Cible, fonction, assaillant et temps : c'est l'analyse selon ces quatre axes qui qualifie une démarche de confiance numérique aboutie. Et c'est la complémentarité de ces quatre approches qui permet de comprendre les enjeux industriels d'une stratégie de sécurité informatique et de déterminer les contre-mesures adaptées pour réduire les risques.
Une sécurité appropriée à l'usage
Ces contre-mesures, justement, doivent être appropriées à l'usage. C'est-à-dire, pour être très clair, pas trop coûteuses et calibrées pour que le système protégé coure non pas aucun risque, mais un risque acceptable. Le système parfaitement inviolable, en effet, est celui qui est « fermé », donc inopérant. En l'ouvrant sur l'extérieur, ce qui est le propre de tout système visant à permettre des échanges de données entre une organisation et son (ou ses) public(s), on le rend par définition vulnérable. Tout l'enjeu est de parvenir au meilleur compromis entre sécurité et disponibilité.
Cette quête d'équilibre se révèle particulièrement sensible dans le secteur du paiement. Du point de vue du consommateur, subir un vol par l'intermédiaire de l'usage frauduleux d'un moyen de paiement électronique constitue évidemment une expérience désagréable. Mais pas insoluble, les banques remboursant dans la majorité des cas les clients lésés. À l'inverse, la situation dans laquelle ce même consommateur se voit refuser un paiement ou un simple retrait d'argent légitime (c'est-à-dire partant du principe que son compte bancaire est approvisionné et qu'il ne dépasse pas les limites posées par la convention qu'il a conclue avec sa banque) donne presque systématiquement lieu à une insatisfaction et des comportements extrêmes. Des facteurs d'ordre psychologique, liés en partie au sentiment d'humiliation commun en pareil cas, expliquent ces réactions.
Une affaire de compromis
On observe qu'il y a là un point de compromis très délicat à déterminer. Au fur et à mesure que la mise en sécurité d'un système bancaire cherche à éliminer ce que l'on appelle les « faux négatifs » (les utilisations frauduleuses, donc à rejeter), la probabilité de créer davantage de « faux positifs » augmente. Dans le secteur bancaire en particulier, ce n'est pas tant la sécurité elle-même que le ratio sécurité/disponibilité qui doit être raisonnable si l'on ne souhaite pas exclure des utilisateurs légitimes du système.

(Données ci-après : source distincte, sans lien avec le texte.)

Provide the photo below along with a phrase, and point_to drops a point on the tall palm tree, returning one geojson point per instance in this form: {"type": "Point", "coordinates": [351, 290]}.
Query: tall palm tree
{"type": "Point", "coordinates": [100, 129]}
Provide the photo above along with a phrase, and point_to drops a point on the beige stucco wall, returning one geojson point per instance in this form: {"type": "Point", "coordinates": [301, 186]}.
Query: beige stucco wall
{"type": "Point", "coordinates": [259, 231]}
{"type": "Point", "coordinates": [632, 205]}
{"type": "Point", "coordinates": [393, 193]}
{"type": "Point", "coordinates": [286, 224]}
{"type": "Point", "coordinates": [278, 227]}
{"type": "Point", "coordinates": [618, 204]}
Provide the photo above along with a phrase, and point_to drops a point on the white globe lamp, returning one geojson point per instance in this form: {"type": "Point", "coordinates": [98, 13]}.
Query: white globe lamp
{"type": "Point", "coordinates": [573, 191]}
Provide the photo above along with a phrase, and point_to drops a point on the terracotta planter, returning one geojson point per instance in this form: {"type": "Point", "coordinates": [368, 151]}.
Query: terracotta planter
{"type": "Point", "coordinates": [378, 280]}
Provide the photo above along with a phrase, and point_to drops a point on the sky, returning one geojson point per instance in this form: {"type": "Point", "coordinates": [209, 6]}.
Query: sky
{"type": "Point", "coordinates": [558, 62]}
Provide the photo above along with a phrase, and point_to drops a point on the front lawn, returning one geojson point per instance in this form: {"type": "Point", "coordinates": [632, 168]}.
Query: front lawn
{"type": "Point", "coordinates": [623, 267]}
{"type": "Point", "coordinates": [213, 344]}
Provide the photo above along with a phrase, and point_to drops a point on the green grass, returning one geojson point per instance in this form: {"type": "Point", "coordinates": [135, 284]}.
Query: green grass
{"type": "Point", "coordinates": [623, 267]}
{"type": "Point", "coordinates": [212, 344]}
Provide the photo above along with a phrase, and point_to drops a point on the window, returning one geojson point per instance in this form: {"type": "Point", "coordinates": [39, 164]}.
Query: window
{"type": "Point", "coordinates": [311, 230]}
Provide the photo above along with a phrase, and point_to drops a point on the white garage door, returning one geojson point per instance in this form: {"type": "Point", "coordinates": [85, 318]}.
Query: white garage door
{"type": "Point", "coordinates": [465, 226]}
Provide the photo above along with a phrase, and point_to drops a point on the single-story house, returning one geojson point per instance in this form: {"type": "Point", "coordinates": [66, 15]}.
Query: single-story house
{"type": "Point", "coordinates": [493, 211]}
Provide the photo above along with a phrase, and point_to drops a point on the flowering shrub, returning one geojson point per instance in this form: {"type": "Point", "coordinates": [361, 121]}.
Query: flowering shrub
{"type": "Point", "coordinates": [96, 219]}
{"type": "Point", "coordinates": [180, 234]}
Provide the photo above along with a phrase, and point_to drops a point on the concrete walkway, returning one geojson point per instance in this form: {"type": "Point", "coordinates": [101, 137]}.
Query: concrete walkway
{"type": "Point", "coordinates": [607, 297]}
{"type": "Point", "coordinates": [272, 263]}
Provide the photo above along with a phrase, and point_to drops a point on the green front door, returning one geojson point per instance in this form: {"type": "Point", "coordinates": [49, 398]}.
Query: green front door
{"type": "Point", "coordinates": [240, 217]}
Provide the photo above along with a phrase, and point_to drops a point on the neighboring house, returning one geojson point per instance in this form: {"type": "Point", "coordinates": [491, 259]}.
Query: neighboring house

Ce dilemme, présent depuis l'émergence des cartes de paiement, se double désormais d'un nouveau compromis, directement lié, lui, à l'essor des échanges électroniques. Ces derniers ont rendu le consommateur allergique à toute forme de délai entre son désir et la réalisation de celui-ci. Il pouvait autrefois concevoir de parcourir un kilomètre ou deux pour trouver une cabine téléphonique : aujourd'hui, il doit passer cet appel sans attendre. Et acheter tout de suite, accéder à une promotion dans l'instant. Cette impulsivité caractéristique des échanges modernes pose évidemment d'importants défis aux fonctions de paiement, qui doivent être immédiatement opérantes.
Aperçu des axes de recherche en matière de sécurité des paiements
Les opérateurs de paiement désignent ce qui sépare le consommateur de l'opération par un anglicisme : friction. La diminution de la friction constitue l'un des axes de recherche, si ce n'est le principal, en matière de technologie des moyens de paiement. Concilier ce désir de fluidité et l'exigence de sécurité constitutive d'une opération de paiement nécessite de mener de nombreuses études. Il s'agit d'établir une corrélation entre ces deux extrêmes et de mesurer à partir de quel niveau de sécurité on freine le consommateur dans son parcours d'achat.
Le monde académique et les entreprises opérant dans ce champ travaillent également sur d'autres problématiques liées à la sécurité des paiements électroniques : comment déterminer avec précision l'identité du fraudeur ; comment rendre accessible et intelligible la configuration de la sécurité des navigateurs Internet (une opération qui résoudrait bien des problèmes de sécurité mais qui, à l'heure actuelle, n'est pas à la portée du premier venu) ; et, plus généralement, comment sécuriser la chaîne de paiement à tous les niveaux - les appareils (depuis où nous payons, notre téléphone mobile par exemple), les systèmes (la manière dont nous payons), les réseaux, les programmes et les métadonnées associées au paiement (que signifie cette opération). En sécurisant ces cinq éléments, on crée un écosystème performant, utilisable et sûr.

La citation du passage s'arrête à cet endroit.